A milling and noodle business was established at the current location – Iwakura, Ogi-machi, Ogi, Saga (Gion riverbank).
The root of our company is water milling. Using the stream of clear water from the Gion river, a milling business was established first, and then the milling and noodle business in 1861. At that time, during the national isolation, Japan looked abroad for new ideas. Kaishu Katsu made his first voyage to the United States on the Kanrin-maru. The Shichida’s were dealing with local sake brewers and milling their sake rice.
Toshizo Shichida and his wife, Tsuki, started brewing sake at the same location.
In 1875, Toshizo Shichida, was asked by the owner to purchase not only all his brewing equipment, but also his brewery which was closing down. As a result, he became the first brewery Kuramoto (brewery owner). A rumour spread that the Shahida’s would even start a sake brewery, and he really ended up starting the business. The noodle business that started as a milling business was run with the best manufacturing facilities in the early – mid 20 century, but it came to an end in the 1960s. Around that period, Hideichi Shichida, the third Kuramoto, was delighted when a famous restaurant, Kuramoto in the Kansai area, praised his somen noodles as having the best quality in Japan.
The second Kuramoto (brewery owner), Hideichi Shichida, established a general partnership, Shichida Honten.
The second Kuramoto (brewery owner), Hideichi Shichida (the first Hideichi) was extremely knowledgeable about architecture, and had his own (non-profit) lumbermill and hired carpenters, plasterers and tinners.
He built not only the brewery but also Ganzoji and schools in the local area. He donated the buildings and diligently played an active role in the local community.
The second Kuramoto was particular about architecture and the “Meiji cellar”, “Taisho cellar”, “Showa cellar” and “Vertical water wheel” and its water channels, have been designated as Registered National Tangible Cultural Properties and also acknowledged as Saga Prefectural Heritage. The impressive cellars are still in use.
The third Kuramoto (brewery owner), Hideichi Shichida (succeeded to this name)
Capital value 9,000,000 Yen Reorganised as Tenzan Sake Brewery, Inc.
The third Kuramoto (brewery owner), Hideichi Shichida (the second Hideichi) had a great knowledge of agriculture.

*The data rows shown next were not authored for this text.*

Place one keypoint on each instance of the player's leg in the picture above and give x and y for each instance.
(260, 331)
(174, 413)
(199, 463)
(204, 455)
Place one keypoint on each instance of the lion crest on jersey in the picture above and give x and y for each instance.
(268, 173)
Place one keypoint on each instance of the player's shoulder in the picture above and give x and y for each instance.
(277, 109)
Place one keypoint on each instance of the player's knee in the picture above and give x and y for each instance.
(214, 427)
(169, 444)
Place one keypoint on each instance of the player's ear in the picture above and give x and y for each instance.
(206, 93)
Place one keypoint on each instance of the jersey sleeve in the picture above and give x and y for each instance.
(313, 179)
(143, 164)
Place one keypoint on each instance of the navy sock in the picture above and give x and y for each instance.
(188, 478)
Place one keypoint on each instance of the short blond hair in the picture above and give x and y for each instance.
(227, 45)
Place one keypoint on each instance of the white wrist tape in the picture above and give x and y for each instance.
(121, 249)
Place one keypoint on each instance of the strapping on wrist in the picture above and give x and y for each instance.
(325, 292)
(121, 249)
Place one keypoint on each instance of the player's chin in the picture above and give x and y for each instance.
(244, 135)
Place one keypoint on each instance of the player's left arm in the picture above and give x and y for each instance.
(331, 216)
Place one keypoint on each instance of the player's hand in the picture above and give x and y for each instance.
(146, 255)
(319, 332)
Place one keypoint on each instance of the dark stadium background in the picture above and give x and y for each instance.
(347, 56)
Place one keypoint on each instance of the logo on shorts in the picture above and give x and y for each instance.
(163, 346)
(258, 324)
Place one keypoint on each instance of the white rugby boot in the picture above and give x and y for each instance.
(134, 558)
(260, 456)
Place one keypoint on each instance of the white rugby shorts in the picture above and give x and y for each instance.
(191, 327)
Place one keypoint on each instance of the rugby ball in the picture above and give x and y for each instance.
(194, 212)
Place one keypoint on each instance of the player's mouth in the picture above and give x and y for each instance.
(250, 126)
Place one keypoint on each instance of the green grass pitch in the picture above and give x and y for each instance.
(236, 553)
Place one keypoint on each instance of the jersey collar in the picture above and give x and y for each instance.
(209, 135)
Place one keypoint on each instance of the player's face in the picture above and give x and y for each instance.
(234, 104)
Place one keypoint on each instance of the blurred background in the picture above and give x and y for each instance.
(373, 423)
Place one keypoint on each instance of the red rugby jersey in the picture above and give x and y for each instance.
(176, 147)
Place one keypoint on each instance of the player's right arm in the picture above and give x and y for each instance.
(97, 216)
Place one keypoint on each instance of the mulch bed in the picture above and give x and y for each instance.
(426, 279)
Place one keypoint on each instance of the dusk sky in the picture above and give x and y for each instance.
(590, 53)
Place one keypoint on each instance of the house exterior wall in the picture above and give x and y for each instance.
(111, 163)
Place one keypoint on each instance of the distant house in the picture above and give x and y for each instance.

Not only did he study sake rice but he also dreamed about the restoration of regional agriculture after World War II. He aimed at creating leaders for farmers, and established an agricultural university at his own expense in 1946.
His passion for agriculture with his agricultural management and the establishment of a university was made use of in sake brewing. He managed the business selecting Ingredients of his choice and cultivated one of the most suitable sake rices of that period, called “Omachi”, in his own field.
The fourth Kuramoto (brewery owner) Tadao Shichida Capital increased to 18,000,000 Yen
The fourth Kuramoto (brewery owner), Tadao Shichida achieved the maintenance of the rice milling equipment, changed the size of the preparation tanks and modernised the bottling process.
He was also ahead of the times and brewed Junmai sake (called additive-free sake) which was unknown at that time and worked on “activities for the promotion of Junmai sake” as a member of the Japan Junmaishu Association.
The fifth Kuramoto (brewery owner) Toshihide Shichida
The spirit of “attention to detail” has been passed from generation to generation as part of the Tenzan DNA. For “quality first brewing”, the cultivation of sake rice as a raw ingredient and the study groups held with contracted farmers help to ensure product quality is improved many times over the years. “Brewing starts from rice producing” is the “being eternal” part of the fifth Kuramoto (owner), Toshihide Shichida’s management philosophy, namely “to integrate new things whilst being eternal”.
In 1997, he launched “Iwa no Kura”, a limited edition brand available in Kyushu only.
The sixth Kuramoto (brewery owner) Kensuke Shichida the Representative Director
Challenge of new style of Japanese sake
For further quality improvement, he introduced the latest filling line in November 2015.
The Italian monoblock filling machine can prevent oxidation by injecting nitrogen gas which reduces oxygen inside the bottle when filling and capping. He has also propelled the development of world-class sparkling sake. In the Japan Awasake Association, Kensuke Shichida acts as a director and has been working on new product development and promotional activities.